Article Text
Abstract
Objectives In this study, the hypothesis that tennis players with scapular dyskinesia present a smaller subacromial space than non-athletes was investigated. Additionally, the correlation between the size of the subacromial space and abnormalities in scapular movement during arm abduction was studied.
Design Cross-sectional study.
Participants A total of 53 elite tennis players and 20 control participants were enrolled in the study. Participation was restricted to elite-level, junior tennis players who had no current shoulder pain or history of shoulder injuries.
Intervention Each individual was examined for scapular dyskinesia by a single physician and by ultrasound, with the results analysed in a blind fashion by a single radiologist.

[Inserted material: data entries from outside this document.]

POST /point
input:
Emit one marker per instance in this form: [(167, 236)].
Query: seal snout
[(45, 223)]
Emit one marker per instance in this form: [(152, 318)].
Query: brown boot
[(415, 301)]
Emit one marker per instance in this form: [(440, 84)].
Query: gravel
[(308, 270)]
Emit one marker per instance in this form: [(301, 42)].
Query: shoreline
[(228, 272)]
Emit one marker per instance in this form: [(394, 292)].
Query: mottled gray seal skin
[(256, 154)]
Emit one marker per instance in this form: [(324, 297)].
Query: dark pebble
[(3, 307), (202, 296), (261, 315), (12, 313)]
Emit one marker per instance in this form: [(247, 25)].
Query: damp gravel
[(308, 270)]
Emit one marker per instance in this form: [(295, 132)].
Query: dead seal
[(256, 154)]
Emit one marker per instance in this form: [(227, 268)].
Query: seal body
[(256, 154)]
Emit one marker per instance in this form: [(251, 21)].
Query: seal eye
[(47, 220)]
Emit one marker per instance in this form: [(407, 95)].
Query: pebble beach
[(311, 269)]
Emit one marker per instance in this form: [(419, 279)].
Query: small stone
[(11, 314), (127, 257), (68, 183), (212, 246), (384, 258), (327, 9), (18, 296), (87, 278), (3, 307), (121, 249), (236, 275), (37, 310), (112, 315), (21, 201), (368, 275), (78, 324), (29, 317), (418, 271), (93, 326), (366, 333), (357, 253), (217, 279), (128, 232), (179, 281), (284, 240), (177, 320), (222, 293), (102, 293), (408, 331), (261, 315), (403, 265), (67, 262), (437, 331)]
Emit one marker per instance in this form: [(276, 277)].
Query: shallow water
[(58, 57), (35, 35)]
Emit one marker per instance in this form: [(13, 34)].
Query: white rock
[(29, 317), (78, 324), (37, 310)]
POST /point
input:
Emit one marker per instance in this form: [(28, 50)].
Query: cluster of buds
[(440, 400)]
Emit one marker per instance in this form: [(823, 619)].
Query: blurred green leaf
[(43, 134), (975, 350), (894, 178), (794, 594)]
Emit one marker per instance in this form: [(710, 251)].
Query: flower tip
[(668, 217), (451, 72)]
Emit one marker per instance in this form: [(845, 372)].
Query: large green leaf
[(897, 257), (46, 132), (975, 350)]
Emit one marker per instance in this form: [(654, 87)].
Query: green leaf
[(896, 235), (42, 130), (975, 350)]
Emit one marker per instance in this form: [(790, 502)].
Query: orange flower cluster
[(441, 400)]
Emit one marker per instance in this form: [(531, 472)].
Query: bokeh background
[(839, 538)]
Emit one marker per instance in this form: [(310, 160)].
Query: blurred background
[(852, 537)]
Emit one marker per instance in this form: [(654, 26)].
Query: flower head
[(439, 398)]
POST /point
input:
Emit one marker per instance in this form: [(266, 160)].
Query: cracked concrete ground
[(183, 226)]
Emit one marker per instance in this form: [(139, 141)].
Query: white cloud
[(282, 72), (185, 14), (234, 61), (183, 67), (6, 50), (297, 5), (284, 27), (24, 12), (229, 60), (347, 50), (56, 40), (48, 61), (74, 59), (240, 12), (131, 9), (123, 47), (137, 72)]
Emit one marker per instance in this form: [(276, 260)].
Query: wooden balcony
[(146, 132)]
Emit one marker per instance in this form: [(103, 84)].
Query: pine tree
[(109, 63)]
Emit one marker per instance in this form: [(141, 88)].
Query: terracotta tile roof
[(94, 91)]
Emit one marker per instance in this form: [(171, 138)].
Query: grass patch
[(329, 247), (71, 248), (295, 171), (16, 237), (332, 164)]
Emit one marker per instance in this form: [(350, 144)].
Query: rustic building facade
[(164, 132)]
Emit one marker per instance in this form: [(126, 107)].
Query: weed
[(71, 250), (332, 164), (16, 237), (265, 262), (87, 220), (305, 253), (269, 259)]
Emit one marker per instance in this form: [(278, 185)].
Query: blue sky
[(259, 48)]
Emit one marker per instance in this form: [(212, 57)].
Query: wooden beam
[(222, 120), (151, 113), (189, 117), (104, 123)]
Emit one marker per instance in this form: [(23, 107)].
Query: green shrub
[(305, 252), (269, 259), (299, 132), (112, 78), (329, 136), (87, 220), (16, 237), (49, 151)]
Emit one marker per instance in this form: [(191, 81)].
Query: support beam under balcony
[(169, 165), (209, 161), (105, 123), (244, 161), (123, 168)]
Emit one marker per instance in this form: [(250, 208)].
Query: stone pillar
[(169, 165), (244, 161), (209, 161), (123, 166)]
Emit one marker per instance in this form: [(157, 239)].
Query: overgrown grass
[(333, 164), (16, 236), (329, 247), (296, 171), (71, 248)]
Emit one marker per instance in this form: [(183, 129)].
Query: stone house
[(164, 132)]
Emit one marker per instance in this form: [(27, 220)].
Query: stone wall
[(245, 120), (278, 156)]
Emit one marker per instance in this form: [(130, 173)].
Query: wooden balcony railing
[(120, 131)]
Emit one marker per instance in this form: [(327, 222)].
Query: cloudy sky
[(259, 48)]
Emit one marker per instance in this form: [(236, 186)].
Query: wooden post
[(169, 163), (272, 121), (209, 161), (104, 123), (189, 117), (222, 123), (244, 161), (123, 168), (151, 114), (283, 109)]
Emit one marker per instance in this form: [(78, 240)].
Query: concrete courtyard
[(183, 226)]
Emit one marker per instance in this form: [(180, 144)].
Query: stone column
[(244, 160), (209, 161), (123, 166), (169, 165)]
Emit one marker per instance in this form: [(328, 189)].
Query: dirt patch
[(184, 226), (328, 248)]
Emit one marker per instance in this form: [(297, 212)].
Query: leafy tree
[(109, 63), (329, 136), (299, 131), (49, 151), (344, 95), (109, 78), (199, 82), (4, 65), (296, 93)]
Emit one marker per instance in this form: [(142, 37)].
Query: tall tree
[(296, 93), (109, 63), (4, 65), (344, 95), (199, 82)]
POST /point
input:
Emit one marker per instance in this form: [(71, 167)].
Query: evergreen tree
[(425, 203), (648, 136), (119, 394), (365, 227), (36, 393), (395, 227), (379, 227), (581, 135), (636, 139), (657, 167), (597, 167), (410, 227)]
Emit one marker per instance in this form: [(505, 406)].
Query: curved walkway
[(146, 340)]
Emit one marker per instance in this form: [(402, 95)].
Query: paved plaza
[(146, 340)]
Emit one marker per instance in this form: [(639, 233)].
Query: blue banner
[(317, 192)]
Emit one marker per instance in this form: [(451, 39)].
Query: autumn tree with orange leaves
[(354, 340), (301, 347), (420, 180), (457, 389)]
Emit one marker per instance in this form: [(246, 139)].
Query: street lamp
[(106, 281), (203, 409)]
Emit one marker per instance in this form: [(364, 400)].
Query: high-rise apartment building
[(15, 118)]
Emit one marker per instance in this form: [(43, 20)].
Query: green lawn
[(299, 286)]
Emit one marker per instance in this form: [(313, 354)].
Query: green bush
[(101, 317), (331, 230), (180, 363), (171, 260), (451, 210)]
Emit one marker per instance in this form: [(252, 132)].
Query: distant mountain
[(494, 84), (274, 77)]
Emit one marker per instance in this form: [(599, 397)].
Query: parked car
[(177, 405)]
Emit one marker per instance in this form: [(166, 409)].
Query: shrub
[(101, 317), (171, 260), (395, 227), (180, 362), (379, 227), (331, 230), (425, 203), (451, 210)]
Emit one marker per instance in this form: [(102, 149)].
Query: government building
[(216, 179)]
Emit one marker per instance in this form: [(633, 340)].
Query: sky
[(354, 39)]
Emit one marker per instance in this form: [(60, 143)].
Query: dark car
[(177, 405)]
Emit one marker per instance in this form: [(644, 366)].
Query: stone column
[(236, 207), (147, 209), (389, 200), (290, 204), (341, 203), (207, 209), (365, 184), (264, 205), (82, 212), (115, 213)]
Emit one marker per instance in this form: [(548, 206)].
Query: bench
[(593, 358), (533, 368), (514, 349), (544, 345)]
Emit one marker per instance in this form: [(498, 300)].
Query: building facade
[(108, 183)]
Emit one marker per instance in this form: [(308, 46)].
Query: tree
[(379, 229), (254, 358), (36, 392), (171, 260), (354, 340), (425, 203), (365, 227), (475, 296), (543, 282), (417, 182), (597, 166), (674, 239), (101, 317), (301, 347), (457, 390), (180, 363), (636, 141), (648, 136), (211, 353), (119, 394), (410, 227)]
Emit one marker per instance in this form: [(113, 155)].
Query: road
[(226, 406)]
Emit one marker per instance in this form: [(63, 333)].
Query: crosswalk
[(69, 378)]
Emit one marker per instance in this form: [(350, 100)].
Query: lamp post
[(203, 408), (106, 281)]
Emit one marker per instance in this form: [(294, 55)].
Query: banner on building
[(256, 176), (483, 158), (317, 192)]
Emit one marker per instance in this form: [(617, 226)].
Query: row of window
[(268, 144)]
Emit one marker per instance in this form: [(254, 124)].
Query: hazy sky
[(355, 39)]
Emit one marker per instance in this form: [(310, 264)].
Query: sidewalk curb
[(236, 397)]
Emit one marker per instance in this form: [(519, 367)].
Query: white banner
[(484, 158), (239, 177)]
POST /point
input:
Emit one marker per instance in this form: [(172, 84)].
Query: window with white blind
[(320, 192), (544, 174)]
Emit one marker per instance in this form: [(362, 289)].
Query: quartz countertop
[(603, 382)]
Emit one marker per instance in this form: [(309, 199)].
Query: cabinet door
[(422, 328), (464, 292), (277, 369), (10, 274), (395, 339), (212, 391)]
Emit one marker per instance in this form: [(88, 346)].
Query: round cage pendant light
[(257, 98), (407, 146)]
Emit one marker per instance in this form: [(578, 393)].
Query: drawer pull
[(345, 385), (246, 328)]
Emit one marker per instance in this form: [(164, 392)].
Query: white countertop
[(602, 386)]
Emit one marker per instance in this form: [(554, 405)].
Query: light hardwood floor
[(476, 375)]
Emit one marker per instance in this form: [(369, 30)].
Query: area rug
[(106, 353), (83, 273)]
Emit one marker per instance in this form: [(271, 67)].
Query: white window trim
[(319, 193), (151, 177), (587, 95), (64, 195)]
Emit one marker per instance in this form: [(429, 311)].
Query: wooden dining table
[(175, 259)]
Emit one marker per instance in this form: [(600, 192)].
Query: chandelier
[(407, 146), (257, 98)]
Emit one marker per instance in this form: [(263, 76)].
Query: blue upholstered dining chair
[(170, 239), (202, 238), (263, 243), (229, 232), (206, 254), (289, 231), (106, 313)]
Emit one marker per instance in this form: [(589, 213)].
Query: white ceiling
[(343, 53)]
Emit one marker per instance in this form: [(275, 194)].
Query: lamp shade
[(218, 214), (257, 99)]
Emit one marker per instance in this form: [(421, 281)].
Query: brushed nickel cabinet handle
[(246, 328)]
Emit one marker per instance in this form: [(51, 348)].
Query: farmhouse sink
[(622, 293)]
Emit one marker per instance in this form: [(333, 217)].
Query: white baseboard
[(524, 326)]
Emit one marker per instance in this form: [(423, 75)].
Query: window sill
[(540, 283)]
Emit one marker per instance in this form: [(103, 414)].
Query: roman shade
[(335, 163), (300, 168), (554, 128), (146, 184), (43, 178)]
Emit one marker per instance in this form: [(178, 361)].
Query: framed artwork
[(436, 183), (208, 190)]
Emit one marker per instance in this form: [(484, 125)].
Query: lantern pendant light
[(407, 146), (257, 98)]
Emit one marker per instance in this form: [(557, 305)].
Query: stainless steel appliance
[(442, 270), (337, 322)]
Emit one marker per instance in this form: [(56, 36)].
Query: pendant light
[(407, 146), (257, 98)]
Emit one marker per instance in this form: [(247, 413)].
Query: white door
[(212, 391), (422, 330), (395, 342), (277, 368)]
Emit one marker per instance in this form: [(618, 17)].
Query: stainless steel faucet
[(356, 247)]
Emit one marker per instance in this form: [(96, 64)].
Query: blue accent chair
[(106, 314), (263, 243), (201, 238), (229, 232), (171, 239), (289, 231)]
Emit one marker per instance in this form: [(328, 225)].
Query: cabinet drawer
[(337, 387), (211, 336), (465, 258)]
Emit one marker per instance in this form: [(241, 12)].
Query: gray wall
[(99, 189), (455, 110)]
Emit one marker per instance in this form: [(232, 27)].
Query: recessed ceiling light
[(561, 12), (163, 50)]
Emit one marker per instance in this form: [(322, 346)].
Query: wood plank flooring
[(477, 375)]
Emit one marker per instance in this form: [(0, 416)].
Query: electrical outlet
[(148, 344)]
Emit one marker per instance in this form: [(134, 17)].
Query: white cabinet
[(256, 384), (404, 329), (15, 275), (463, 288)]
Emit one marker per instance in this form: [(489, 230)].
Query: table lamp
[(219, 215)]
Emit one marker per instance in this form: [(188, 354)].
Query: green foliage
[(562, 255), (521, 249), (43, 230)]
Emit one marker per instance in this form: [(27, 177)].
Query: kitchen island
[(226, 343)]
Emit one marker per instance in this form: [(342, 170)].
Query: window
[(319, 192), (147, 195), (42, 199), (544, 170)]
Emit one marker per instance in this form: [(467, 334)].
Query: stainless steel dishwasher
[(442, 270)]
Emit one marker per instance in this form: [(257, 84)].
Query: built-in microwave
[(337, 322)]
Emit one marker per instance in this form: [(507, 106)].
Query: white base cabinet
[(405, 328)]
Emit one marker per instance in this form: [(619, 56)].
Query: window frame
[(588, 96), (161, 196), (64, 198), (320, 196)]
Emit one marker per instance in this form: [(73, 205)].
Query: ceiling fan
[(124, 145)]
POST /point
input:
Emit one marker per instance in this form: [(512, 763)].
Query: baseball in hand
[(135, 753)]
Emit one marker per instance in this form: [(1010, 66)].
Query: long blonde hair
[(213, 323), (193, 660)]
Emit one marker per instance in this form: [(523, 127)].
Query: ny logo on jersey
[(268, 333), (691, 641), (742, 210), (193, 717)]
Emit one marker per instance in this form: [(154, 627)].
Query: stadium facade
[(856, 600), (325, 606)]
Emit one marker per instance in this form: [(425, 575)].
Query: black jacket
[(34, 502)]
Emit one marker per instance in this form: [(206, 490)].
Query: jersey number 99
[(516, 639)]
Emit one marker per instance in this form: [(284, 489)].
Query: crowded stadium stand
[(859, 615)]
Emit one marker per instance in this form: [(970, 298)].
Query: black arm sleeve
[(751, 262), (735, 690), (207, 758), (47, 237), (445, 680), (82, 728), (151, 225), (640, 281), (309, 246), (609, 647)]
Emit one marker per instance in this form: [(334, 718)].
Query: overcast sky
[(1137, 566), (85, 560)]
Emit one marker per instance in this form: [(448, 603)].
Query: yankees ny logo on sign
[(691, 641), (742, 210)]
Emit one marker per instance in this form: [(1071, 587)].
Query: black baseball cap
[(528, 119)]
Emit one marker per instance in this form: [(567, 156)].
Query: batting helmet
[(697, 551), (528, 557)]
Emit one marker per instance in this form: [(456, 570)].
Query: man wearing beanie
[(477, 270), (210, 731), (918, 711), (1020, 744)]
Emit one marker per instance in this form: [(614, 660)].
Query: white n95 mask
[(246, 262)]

Results 43.4% of the tennis players and 20% of control participants presented with scapular dyskinesia. Of the 106 shoulders evaluated, 39.6% of tennis players and 10% of control participants presented with scapular dyskinesia in the clinical examination (p = 0.005). Ultrasonographic measurements demonstrated that tennis players presented statistically smaller subacromial spaces compared with control participants (p<0.001). A decrease in the subacromial space was observed in tennis players when the shoulder was raised from 0° to 60° of abduction; however, dyskinesia-afflicted athletes demonstrated a significantly greater decrease following this movement (19.3 vs 13.8 mm, p = 0.002).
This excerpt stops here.